De leden van de CDA-fractie vragen in hoeverre kosten van het net op zee gemaakt door TenneT, ook extra kosten ten aanzien van het landelijk hoogspanningsnet, apart worden bijgehouden door TenneT. In hoeverre kan de ACM er toezicht op houden dat extra kosten voor het landelijk hoogspanningsnet noodzakelijk zijn voor het net op zee?

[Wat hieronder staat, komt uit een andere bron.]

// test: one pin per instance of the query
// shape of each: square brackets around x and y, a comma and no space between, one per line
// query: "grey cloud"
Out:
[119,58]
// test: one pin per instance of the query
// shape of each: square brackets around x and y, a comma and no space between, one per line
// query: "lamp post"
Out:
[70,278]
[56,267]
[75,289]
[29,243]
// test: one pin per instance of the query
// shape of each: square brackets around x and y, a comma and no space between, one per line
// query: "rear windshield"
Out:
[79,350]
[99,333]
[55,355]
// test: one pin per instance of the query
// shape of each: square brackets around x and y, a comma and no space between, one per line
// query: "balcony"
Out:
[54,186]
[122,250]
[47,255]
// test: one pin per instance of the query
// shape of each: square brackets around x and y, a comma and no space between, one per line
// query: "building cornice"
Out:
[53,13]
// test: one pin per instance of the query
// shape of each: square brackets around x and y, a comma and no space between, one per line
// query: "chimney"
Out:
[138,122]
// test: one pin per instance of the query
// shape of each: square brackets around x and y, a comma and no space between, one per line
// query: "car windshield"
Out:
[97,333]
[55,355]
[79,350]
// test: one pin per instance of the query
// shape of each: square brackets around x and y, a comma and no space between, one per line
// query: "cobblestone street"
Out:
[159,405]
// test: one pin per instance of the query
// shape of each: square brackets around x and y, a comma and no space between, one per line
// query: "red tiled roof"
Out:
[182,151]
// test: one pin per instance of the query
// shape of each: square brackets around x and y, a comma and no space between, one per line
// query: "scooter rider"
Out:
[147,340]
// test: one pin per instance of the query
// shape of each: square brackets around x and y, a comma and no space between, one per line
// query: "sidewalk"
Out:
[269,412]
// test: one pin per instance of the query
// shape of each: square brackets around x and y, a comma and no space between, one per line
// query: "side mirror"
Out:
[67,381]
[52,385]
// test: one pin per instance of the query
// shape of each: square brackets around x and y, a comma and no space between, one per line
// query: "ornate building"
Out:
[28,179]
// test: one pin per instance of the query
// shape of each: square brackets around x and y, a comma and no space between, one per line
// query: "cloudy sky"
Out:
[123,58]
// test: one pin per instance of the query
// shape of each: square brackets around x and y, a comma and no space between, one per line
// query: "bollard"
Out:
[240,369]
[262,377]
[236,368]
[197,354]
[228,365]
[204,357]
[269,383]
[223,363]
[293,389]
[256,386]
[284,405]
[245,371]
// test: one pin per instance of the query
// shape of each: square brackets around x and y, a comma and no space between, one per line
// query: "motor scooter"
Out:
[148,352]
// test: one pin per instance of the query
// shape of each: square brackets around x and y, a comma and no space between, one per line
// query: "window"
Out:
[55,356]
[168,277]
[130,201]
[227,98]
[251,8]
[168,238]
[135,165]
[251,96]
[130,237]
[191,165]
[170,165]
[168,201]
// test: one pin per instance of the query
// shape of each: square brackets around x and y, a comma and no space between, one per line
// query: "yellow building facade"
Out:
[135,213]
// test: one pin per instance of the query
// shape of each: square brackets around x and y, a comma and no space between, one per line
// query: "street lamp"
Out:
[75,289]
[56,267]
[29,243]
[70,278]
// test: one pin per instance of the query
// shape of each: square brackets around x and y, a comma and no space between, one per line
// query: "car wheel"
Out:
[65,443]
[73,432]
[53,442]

De leden van de PVV-fractie hebben nog altijd hun bedenkingen bij het kostenvoordeel van 3 miljard euro dat er zou zijn door TenneT het net op zee aan te laten leggen. Uiteraard snappen de leden ook wel dat het voordeliger is om niet voor ieder windpark afzonderlijk een kabel naar de kust te trekken. Daarentegen worden er wel extra (diepzee) verbindingen tussen de windparken onderling aangelegd bij een netwerk op zee. Is het waar dat dit een beperking vormt voor het kostenvoordeel van een netwerk op zee ten opzichte van losse verbindingen? Verder vragen de leden of de som van 3 miljard wel gebaseerd is op een eerlijke vergelijking, waarbij gerekend is met hetzelfde materiaal, levensduur, afschrijvingstermijn, etc.? Daarnaast zijn deze leden of het kostenvoordeel nog groter zou kunnen uitvallen indien het netwerk op zee zou worden aanbesteed. Nu het immers toch vanuit de subsidie bekostigd wordt en niet langer vanuit de transportkosten vormt de financiering niet langer een beletsel om het netwerk op zee aan te besteden. Immers voor windparken op zee beredeneert de regering dat dit het voordeligst is via tenders, waarom zou dit niet opgaan voor het netwerk op zee? Heeft de regering de optie om het netwerk op zee aan te besteden onderzocht en zo niet, waarom niet? Zo ja, kan de regering aangeven wat daaruit naar voren kwam en of dit financieel voordeliger was? Verder vragen de leden waarom het terugverdienen van de investeringen tijdens de aanleg niet toegepast wordt voor de infrastructuur van TenneT op land? Uit de opsomming die de regering geeft blijken namelijk louter voordelen. Waarom wordt dit dan toch niet toegepast of waarom werd dit dan tot op heden niet voor het netwerk op land toegepast? Welke nadelen kleven eraan deze wijze van het terugverdienen van investeringen tijdens de aanleg?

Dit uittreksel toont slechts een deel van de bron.